The Small Provider had gone and The Great Provider had yet to be found.
CHAPTER IX
Baby In Camp
ELAINE WAS WRONG in her guess that Esme marched out of Number Forty-Three and crossed the road to Harold, at Number Twenty, in se
arch of sympathy. She was unaware that Harold was at that time running a high temperature, but even had his stepfather been in his normal health it is doubtful whether Esme would have hurried to confide in him at that particular moment.
Esme was facing a personal problem that could not be solved by advice or sympathy from anyone. Years ago, when Elaine had told him of her intention to leave the suburb, and to follow her dream along paths that he was not invited to tread in her company, he had carried his troubles to Harold and had received good advice, but Esme had not followed it, for Elaine remained in his thoughts throughout his entire adolescence and they had married after all, soon after she had returned to the Avenue, in 1938.
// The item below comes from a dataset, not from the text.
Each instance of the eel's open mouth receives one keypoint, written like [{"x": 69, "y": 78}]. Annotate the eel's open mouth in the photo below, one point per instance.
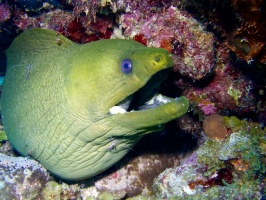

No amount of self-deception on Esme’s part could persuade him that the marriage had been a success, and since he had left home to join the R.A.F., he had become increasingly aware that their relationship was deteriorating. He knew this, but he had been unable to come to terms with the fact. Over the years he had had ample opportunity to study Elaine’s attitude to men in general and to himself in particular. Harold had once said that she was incapable of entertaining deep feelings about anyone, or anything, and Harold had been quite right. Yet Harold himself had been beguiled by Elaine during the weeks preceding her marriage to Esme and had been more than half-convinced that he had misjudged her, and that her tawdry experiences in vaudeville had taught her the hidden values of domesticity in the suburb. Esme, who had wanted so badly to be hoodwinked, had been an even easier victim.